Die Brahmaviharas zeigen sich darin, dass man eine Situation beobachtet und handelt, wenn es möglich ist. Wenn es nicht möglich ist, bleibt man in der beobachtenden Position. Aber immer zusammen mit Mitgefühl für die anderen Wesen. Das wäre Gleichmut im Sinne der Brahmaviharas. Wir sind nicht gleichgültig, sondern immer da, wenn es anderen weiterhilft. Gerade als Brahmavihara ist upekkha mit der Hilfsbereitschaft verbunden, Freundlichkeit zu zeigen, die sofort eingreift, sobald die Möglichkeit besteht. Gleichmut hat auch die Funktion einer umfassenden Übersicht (Supervision). Wenn alle an einem Ereignis beteiligten Faktoren richtig zusammenspielen, muss upekkha nur noch den Verlauf der natürlichen Entwicklung überwachen. Es ist vergleichbar mit der Arbeit eines Kutschers. Wenn die Pferde im richtigen Tempo laufen und die Kutsche gut fährt, hält der Kutscher die Zügel in der Hand, greift aber nicht ein. Er beobachtet nur und ist dabei nicht gleichgültig, denn er muss auf die Pferde und den Weg achten.

Gleichmut in den meditativen Vertiefungen

Wenn jemand Jhana, also Vertiefungskonzentration praktiziert, dann funktioniert das auch nur mit Gleichmut. In den Vertiefungen steht der Gleichmut für eine starke Stabilität. Sie sorgt dafür, dass man weder durch äußere Sinneneindrücke noch durch innere Emotionen aus der Balance kommt.

Gleichmut ist sowohl ein Parami als auch eines der Erleuchtungsglieder (bojjhanga). Bei beiden hat es die Funktion der Gelassenheit, unabhängig davon, wie schwierig die Umstände im Leben auch sein mögen.

Gleichmut und die Loka-dhammas

Die acht Loka-dhammas kommen immer wieder in den Lehrreden des Buddha vor. Diese sind Gewinn und Verlust, Lob und Tadel, guter Ruf und schlechter Ruf sowie Leiden und Glück. Upekkha zu praktizieren bedeutet, angesichts der acht weltlichen Dhammas unerschütterlich und neutral zu bleiben.

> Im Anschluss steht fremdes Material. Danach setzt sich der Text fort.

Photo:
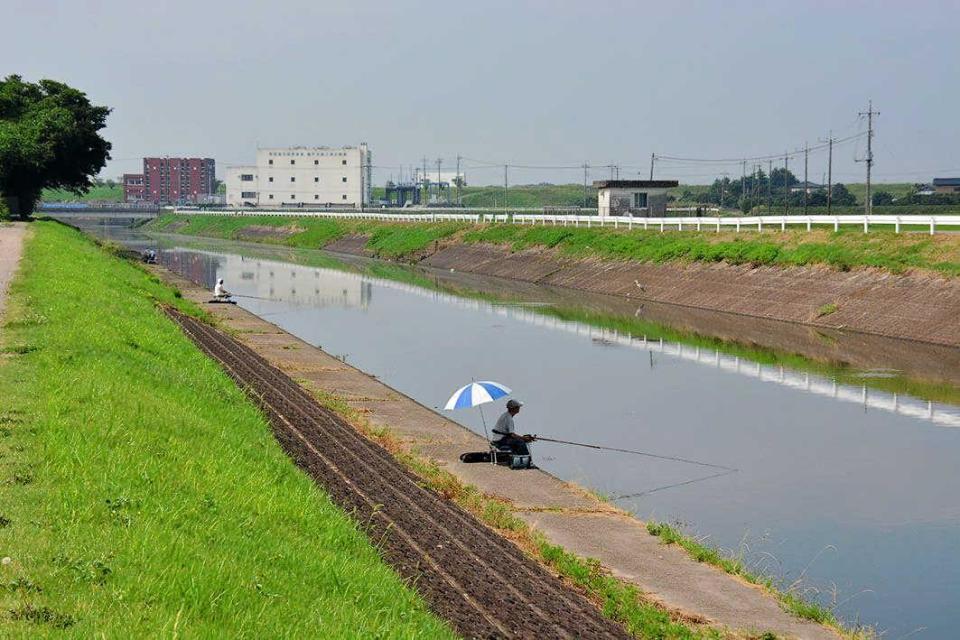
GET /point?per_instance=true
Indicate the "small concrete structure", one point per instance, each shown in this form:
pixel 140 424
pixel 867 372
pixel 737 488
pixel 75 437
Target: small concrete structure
pixel 633 197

Buddha sagte: „Gewinn und Verlust, Lob und Tadel, Freude und Kummer kommen und gehen wie der Wind. Um glücklich zu sein, musst du wie ein riesiger Baum inmitten all dieser Dingen ruhen.“ Die acht Loka-dhammas werden auch die acht weltlichen Winde genannt. Ein großer, kräftiger Baum, der allen Winden trotzt.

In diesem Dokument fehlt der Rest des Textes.